A meta lesson about AI assistance
I just completed my first attempt at coding using AI, in this case having Claude assist me with putting together a simple client-side OPML parser using Dave Winer’s Feedland service.
Winer’s original script is pretty slick, and includes a list of all my feeds with titles, URLs, and categories; click-to-expand functionality to see the 5 most recent posts from each feed; clickable post titles that open articles in new tabs; sort options (by title or by update); and automatic updates when I change my FeedLand subscriptions.
You can check it out here: Feeds
The official documentation method didn’t initially work because Hugo (the blogging software behind micro.blog) was wrapping client-side templates around the script. The toolkit requires server-side dependencies that don’t exist on static sites like micro.blog, and we hit a cascade of missing JavaScript dependencies (jsonStringify, servercall, etc.). Each fix revealed another dependency, leading to some “sunk cost” frustrations for me. I kept trying because I wanted to see if Claude could pull it together. Through trial and error, I got to a point where the OPML file was rendered correctly without server dependencies or complex external libraries.
Time invested: ~3 hours (including wrong turns)

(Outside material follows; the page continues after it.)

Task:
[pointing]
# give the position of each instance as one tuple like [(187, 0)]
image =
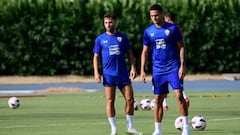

Time it should take: 10 minutes
AI extended my code reach beyond my practical skillset by quite a lot. I now have a dynamic and dedicated place to read and share news feeds as I wish. Though even when generative AI works and works well, I have significant concerns about the intellectual property implications of AI, and this project brought those tensions into sharp focus. The AI could only help me because it was trained on documentation and intellectual work from the open source community, contributions made freely in the spirit of knowledge sharing, not to train commercial AI systems. I tapped into their expertise by paying Anthropic $15 a month. While I’m grateful for the accessibility this provides to non-developers like me, I recognize there’s an unresolved ethical question about whether this use respects the intent and labor of the original creators. The feat is incredible; the foundation it’s built on deserves careful consideration.
After the exercise was complete, I asked Claude how I could have improved my prompting to make this process easier, and in short, Claude said I could have been a web developer. But since I’m not, here’s what it recommended:
✅ When the process isn’t working, question the process mid-stream. Most people either give up or keep following bad advice deeper into rabbit holes. Stop and question the LLM’s process and ask for alternatives to force a reset.
✅ Push for usability. Keep bringing the conversation back to what you actually need the end result to do, not what’s technically impressive or “correct.” In my case, this meant repeatedly asking “can I click through to the articles?” rather than getting lost in discussions about CORS proxies or JavaScript syntax. Focus on outcomes, not implementation details.
✅ Ask for complete solutions. Instead of trying to mentally patch together incremental changes across multiple responses, ask the LLM to provide fresh, complete code each time. This prevents copy-paste errors and ensures you’re always working with a coherent, tested solution. There’s more than one way to crack an egg, but you want the whole egg regardless.
After all that, I got it to work but can’t figure out how to make it show up in my header menu, with or without Claude. TBD.